Escasez del agua

Autor: Biosfera | Revista Ambiental
Autor: Biosfera | Revista Ambiental

La escasez del agua que prevalece en México es un problema complejo que provoca notables desafíos a corto, mediano y largo plazo, debido a que la situación varía de acuerdo con la región, lo mismo que los factores que la provocan, pues el fenómeno que se presenta en el norte del país es diferente al del centro, y más aún al de la Península de Yucatán, coincidieron especialistas. 

La disponibilidad de agua de calidad disminuye de manera notable debido al aumento de la población, así como la contaminación, la sobreexplotación de este recurso natural, la deforestación y el cambio climático, principalmente, por lo que urge el establecimiento de mejores estrategias para su conservación así como para evitar un mayor daño. De acuerdo con la Comisión Nacional del Agua (Conagua), “en México, el aprovechamiento del agua para distintos usos ha generado desequilibrios regionales en la disponibilidad, los cuales se acentúan con el crecimiento de la demanda”.

En México, la disponibilidad natural media total es de 475 kilómetros cúbicos, la precipitación acumulada promedio alcanza una lámina de 873 milímetros, del cual, el 70 por ciento regresa a la atmósfera por evapotranspiración, el resto escurre por los ríos o arroyos, o se filtra al subsuelo y recarga los acuíferos.

La subdirección general técnica de la Conagua mencionó que de 2021 a la fecha, las diversas sequías que han impactado al país provocaron, hasta la primera semana de este mes, que las 210 presas están al 50 por ciento de su capacidad, las cuales, tiene la capacidad de almacenar el 92 por ciento del agua de los embalses.

La situación se complica, pues hasta el primer semestre de 2023, en el país llovió 61 por ciento menos en comparación con años anteriores, incluso, del 1 al 22 de junio de dicho año se registró la tercera ola de calor del año que afectó a la mayor parte de la República Mexicana.

El coordinador del Consejo Ciudadano por el Agua, Cuauhtémoc Jacobo Femat, destacó la importancia de actual el sistema jurídico de México para evitar un deterioro del agua, para el bienestar del medio ambiente así como para la salud humana.

Al mismo tiempo que se deben imponer sanciones más elevadas para aquellas empresas que dañen el medio ambiente, tal el caso de las granjas avícolas y porcícolas, así como las caleras y cementeras, las cuales, dañan el manto freático.

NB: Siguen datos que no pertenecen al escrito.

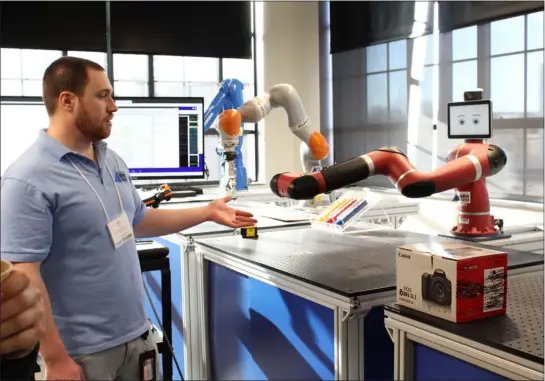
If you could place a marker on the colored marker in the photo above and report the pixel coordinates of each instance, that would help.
(341, 221)
(333, 208)
(334, 218)
(349, 210)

Mientras que las inmobiliarias provocan la deforestación de cientos de hectáreas de bosques y selvas. La Península de Yucatán es una de las regiones más ricas a nivel nacional en disponibilidad de agua per cápita. Incluso, la disponibilidad per cápita en los tres estados de esta zona es de siete mil 442 metros cúbicos por año, cuando a nivel nacional es de cuatro mil 288 mt3.

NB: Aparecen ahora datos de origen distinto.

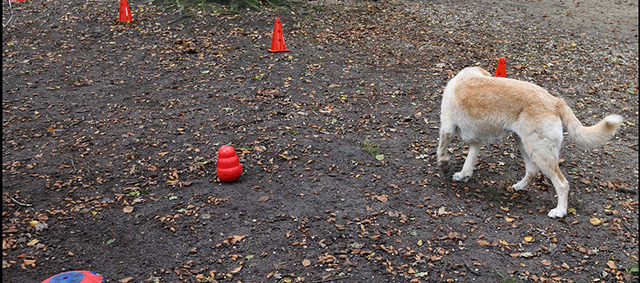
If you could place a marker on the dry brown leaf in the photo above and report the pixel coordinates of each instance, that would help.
(382, 198)
(128, 209)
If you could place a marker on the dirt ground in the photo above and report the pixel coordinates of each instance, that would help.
(110, 134)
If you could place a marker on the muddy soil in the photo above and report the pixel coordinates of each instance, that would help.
(111, 131)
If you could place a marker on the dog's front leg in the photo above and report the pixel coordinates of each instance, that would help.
(469, 163)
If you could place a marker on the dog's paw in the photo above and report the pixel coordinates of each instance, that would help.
(520, 186)
(461, 177)
(446, 167)
(557, 212)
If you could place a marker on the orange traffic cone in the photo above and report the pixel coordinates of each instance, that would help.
(277, 42)
(125, 13)
(500, 70)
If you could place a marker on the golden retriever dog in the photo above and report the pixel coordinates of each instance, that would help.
(478, 107)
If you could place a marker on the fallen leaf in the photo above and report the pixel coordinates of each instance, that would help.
(236, 238)
(526, 254)
(382, 198)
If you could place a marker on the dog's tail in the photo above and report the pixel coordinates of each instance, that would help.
(588, 137)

El subsuelo de la Península de Yucatán es el acuífero de mayor recarga y el más extenso a nivel nacional, con grandes espesores de agua dulce, poe lo que no tiene problemas de cantidad, sin embargo es el más frágil, por lo que la calidad del vital líquido se deteriora a diario, debido a que es al mismo tiempo la única fuente de abastecimiento y el sitio de disposición de las aguas de desecho.

De acuerdo con la Unidad Mérida del Centro de Investigación y de Estadios Avanzados (Cinvestav), el tipo de suelo provoca que el problema sea más complicado, dado que la contaminación orgánica se filtra de manera inmediata al manto acuífero, y se dirige al mar. Incluso, los manglares no se dan abasto.

Asimismo, la falta de drenaje para evitar que los desechos orgánicos se distribuyan en el manto freático provoca una acelerada contaminación del subsuelo. El especialista del Cinvestav-Mérida, Jorge Alfredo Herrera Silveira, consideró de urgente el inicio de estrategias para su solución, aplicando la tecnología existente en nuestro alrededor en base a los conocimientos sobre las características del subsuelo.

Para ello, es necesario crear plantas pilotos experimentales y no experimentos de laboratorios, además que la labor debe de ser conjunta entre las diversas dependencias gubernamentales y los tres niveles de gobierno. En Yucatán, las aguas residuales de las ciudades y de las granjas porcícolas y agrícolas se vierten directamente al acuífero, sin tratamiento alguno, lo que genera su contaminación.

No se trata de construir un sistema de drenaje, por los costos que tendría, pero se podrían sellar las fosas sépticas existentes o cambiarlas por otras que contengan los desechos, para su posterior tratamiento, subrayó.

Estableció como segundo punto el tratamiento de las aguas residuales, y propuso implementar un sistema de limpieza de sumideros, cuyos residuos se dirijan a una planta de tratamiento de aguas residuales. Mientras que como tercer punto señaló el uso de las aguas tratadas para regar áreas verdes, como parques y jardines.